Out-of-order data

QuestDB accepts data in any timestamp order. Rows whose timestamps fall behind already-committed data are merged into their correct chronological position automatically, with no special configuration or pre-sorting required.

This page covers what counts as out-of-order, how each ingestion method handles it, what it costs in write amplification, and how to tune for workloads where it is common.

What QuestDB considers out of order

A row is out of order when its designated timestamp is earlier than the most recent timestamp already committed to the table. The engine has to merge the row into its correct chronological position rather than appending to the end of the data, even if the row's target partition is not the active (latest) one.

QuestDB's internal shorthand for out-of-order is O3. You will see it in configuration property names such as cairo.o3.column.memory.size.
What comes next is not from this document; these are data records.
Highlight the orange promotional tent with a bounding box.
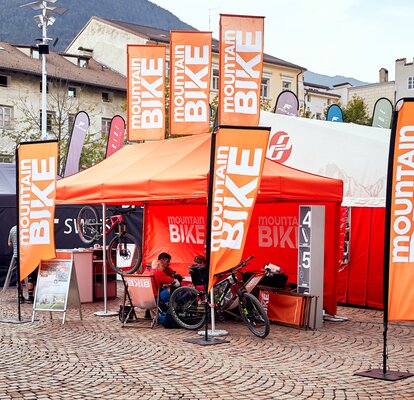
[56,134,343,314]
[56,134,342,204]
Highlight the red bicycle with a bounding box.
[76,205,142,275]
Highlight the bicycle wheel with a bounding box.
[239,292,270,338]
[107,233,142,275]
[169,286,206,329]
[76,206,101,244]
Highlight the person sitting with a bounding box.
[143,253,180,311]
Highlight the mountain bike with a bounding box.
[76,205,142,275]
[169,256,270,338]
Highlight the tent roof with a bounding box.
[260,111,391,207]
[56,134,343,204]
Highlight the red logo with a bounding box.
[267,131,292,164]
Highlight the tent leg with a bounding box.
[94,203,118,317]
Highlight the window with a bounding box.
[102,92,113,103]
[0,105,13,128]
[211,69,218,90]
[260,78,270,98]
[40,81,49,93]
[78,58,88,68]
[101,118,111,137]
[68,86,76,97]
[0,75,9,87]
[40,111,56,133]
[282,81,292,90]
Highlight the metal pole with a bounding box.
[42,1,47,140]
[210,287,216,335]
[102,203,108,314]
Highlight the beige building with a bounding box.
[0,42,126,162]
[303,82,341,119]
[66,17,305,109]
[344,68,395,117]
[395,58,414,101]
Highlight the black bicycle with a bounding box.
[169,256,270,338]
[76,205,142,275]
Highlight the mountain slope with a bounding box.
[304,71,368,87]
[0,0,194,50]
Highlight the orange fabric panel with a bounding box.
[170,31,211,135]
[347,207,372,306]
[142,204,207,276]
[209,128,270,290]
[127,44,166,141]
[218,14,264,126]
[56,134,343,204]
[367,207,385,308]
[17,141,58,280]
[387,99,414,321]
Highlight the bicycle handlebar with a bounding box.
[108,206,136,214]
[217,256,254,276]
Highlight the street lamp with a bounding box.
[20,0,67,140]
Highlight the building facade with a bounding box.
[0,42,126,162]
[395,58,414,101]
[303,82,341,119]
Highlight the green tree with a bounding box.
[342,95,370,125]
[9,78,106,175]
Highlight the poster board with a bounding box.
[32,256,82,324]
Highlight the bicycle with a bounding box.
[169,256,270,338]
[76,205,142,275]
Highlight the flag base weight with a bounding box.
[354,368,414,381]
[198,329,229,337]
[93,311,119,317]
[183,338,229,346]
[0,319,32,324]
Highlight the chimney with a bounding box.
[380,68,388,83]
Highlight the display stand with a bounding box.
[297,206,325,329]
[32,255,82,325]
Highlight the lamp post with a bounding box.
[20,0,67,140]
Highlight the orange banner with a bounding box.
[385,99,414,321]
[170,31,211,135]
[209,128,270,289]
[18,141,58,280]
[127,45,166,141]
[218,15,264,126]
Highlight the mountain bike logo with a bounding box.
[267,131,292,164]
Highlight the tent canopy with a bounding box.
[260,111,390,207]
[56,134,343,204]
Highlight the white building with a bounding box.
[0,42,126,162]
[395,58,414,101]
[303,82,341,119]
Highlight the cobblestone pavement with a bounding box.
[0,282,414,400]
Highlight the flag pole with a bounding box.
[354,99,414,381]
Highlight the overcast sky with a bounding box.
[150,0,414,82]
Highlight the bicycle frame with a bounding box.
[105,214,125,235]
[209,267,246,311]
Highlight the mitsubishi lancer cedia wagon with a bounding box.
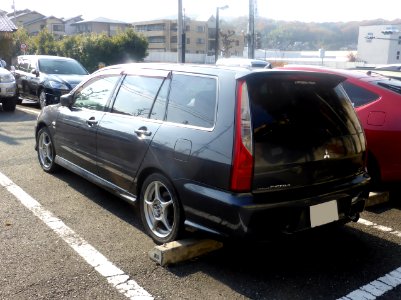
[35,64,370,243]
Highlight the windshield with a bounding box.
[39,58,88,75]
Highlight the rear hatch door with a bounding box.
[245,71,366,192]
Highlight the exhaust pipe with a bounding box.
[348,213,359,222]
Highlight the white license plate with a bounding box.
[310,200,338,227]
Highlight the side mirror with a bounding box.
[31,69,39,77]
[60,94,74,107]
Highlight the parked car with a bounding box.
[216,57,272,69]
[14,55,88,108]
[35,64,370,243]
[285,65,401,185]
[0,68,17,111]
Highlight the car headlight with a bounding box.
[48,80,69,90]
[0,74,15,83]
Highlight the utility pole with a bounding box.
[177,0,185,63]
[247,0,255,58]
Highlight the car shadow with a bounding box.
[52,168,144,231]
[167,225,401,300]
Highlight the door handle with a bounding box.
[86,117,99,127]
[135,127,152,136]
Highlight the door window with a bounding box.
[342,81,379,107]
[73,75,120,111]
[167,74,216,128]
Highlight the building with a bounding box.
[132,16,244,56]
[70,17,131,36]
[358,25,401,64]
[63,16,84,35]
[132,18,208,54]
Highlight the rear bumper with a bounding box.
[179,174,369,239]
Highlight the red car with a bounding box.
[278,65,401,183]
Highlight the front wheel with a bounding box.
[39,90,47,109]
[140,174,182,244]
[37,127,57,173]
[3,98,17,111]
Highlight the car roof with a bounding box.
[18,54,75,60]
[93,63,253,77]
[281,65,386,81]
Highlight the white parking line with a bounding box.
[339,219,401,300]
[0,172,154,300]
[17,106,40,115]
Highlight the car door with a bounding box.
[55,75,121,174]
[97,70,169,190]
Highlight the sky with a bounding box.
[0,0,401,23]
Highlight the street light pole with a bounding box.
[214,5,228,63]
[177,0,185,63]
[248,0,255,58]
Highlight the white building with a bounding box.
[358,25,401,64]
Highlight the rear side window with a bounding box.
[247,76,362,145]
[342,81,379,107]
[112,75,163,118]
[167,74,216,128]
[73,76,120,111]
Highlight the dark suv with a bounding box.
[14,55,88,108]
[35,64,369,243]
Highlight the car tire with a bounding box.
[139,173,183,244]
[3,98,17,111]
[37,127,58,173]
[39,90,47,109]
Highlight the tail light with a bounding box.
[231,81,253,192]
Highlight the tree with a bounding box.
[220,29,237,57]
[31,28,59,55]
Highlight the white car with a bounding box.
[0,68,18,111]
[216,57,272,69]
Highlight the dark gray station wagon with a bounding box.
[35,64,369,243]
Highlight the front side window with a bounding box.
[342,81,379,107]
[73,75,120,111]
[167,74,217,128]
[112,75,163,118]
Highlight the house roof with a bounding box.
[0,10,18,32]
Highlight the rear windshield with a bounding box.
[247,74,362,146]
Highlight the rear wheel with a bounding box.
[140,174,182,244]
[37,127,57,173]
[39,90,47,109]
[2,98,17,111]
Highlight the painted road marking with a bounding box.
[339,219,401,300]
[17,106,40,115]
[0,172,154,300]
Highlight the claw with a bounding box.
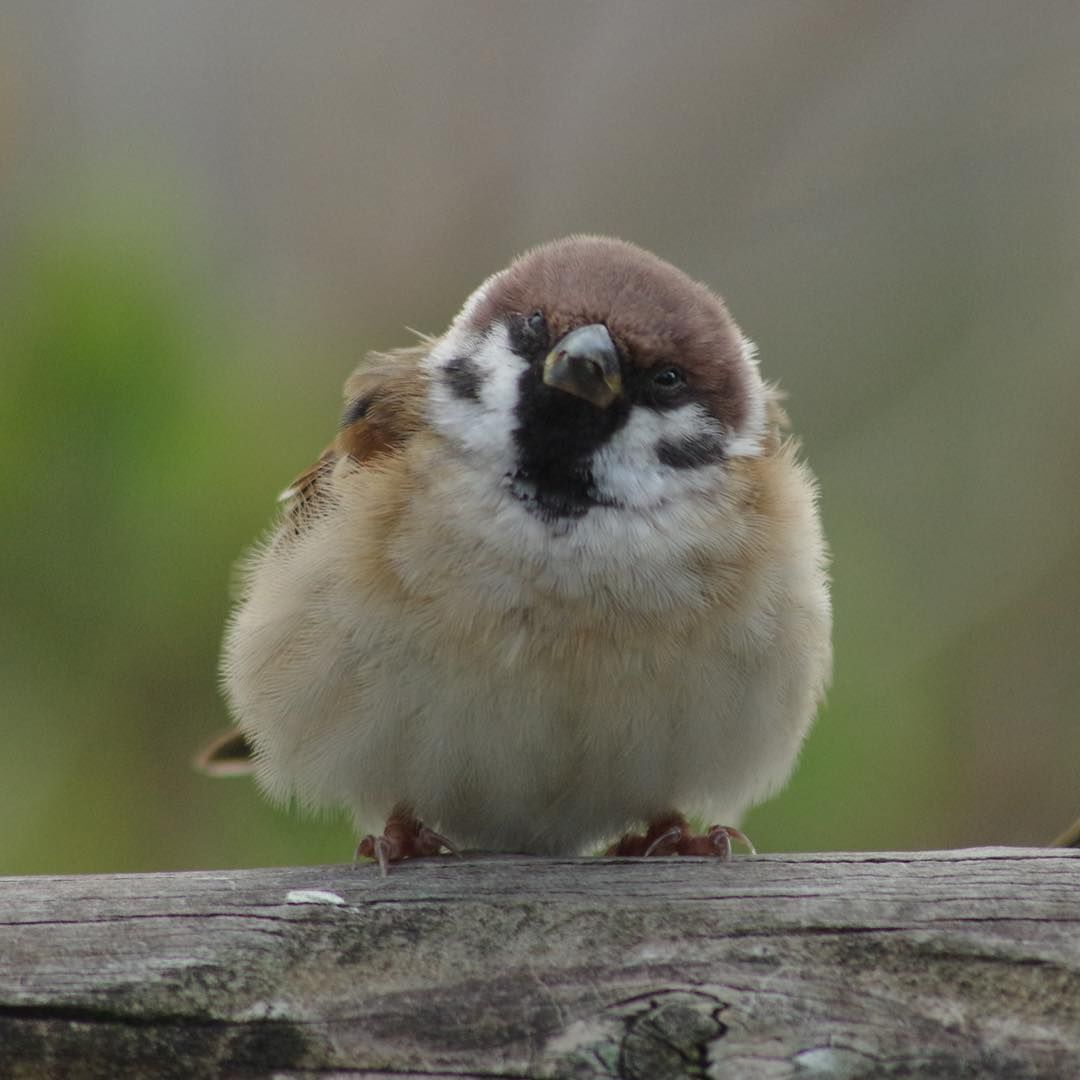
[607,813,757,862]
[354,804,459,877]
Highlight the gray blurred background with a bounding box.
[0,0,1080,873]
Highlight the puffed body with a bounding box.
[217,236,831,854]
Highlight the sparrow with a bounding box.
[201,235,832,870]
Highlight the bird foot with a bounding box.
[355,802,458,877]
[605,813,757,861]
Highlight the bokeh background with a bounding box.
[0,0,1080,873]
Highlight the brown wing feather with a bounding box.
[191,728,255,777]
[279,343,429,535]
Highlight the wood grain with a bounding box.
[0,848,1080,1080]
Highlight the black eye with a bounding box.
[652,367,686,390]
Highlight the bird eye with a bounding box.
[652,367,686,390]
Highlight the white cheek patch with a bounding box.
[423,319,528,471]
[592,404,725,510]
[726,336,767,458]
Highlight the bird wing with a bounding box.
[279,342,430,536]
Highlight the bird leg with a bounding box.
[605,812,757,861]
[356,802,458,877]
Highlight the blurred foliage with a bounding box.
[0,190,349,873]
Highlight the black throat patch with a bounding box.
[511,357,630,519]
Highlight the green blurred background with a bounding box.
[0,0,1080,873]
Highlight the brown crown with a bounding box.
[470,237,748,430]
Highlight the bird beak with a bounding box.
[543,323,622,408]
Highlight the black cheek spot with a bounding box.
[443,356,484,402]
[341,394,372,429]
[657,434,724,469]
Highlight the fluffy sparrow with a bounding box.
[203,237,831,868]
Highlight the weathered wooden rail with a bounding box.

Common situations that produce out-of-order data:

Late-arriving messages from a queue after a consumer-lag spike
Replaying a Kafka topic from an earlier offset
Backfilling historical data while live ingestion continues
Multiple producers feeding the same table from clocks that are not in sync
Sensors with intermittent connectivity that buffer readings and flush them on reconnect

Behavior per ingestion method

Method	Out-of-order behavior
ILP (HTTP and TCP)	Accepted. Rows are merged into the correct position.
`INSERT` (SQL)	Accepted. Rows are merged into the correct position.
`COPY` into a partitioned table	Accepted. Sorted as part of the import.
`COPY` into a non-partitioned table	Rejected. Non-partitioned `COPY` is serial and requires pre-sorted input.

The recommendation is always to ingest into a partitioned, WAL-enabled table. Non-partitioned COPY is the only path that explicitly errors on out-of-order rows.

How the engine handles it

When out-of-order data arrives, QuestDB does not rewrite the whole partition. It splits the partition so that only the affected portion is rewritten, then squashes the splits back together in the background once they are no longer in the hot write path.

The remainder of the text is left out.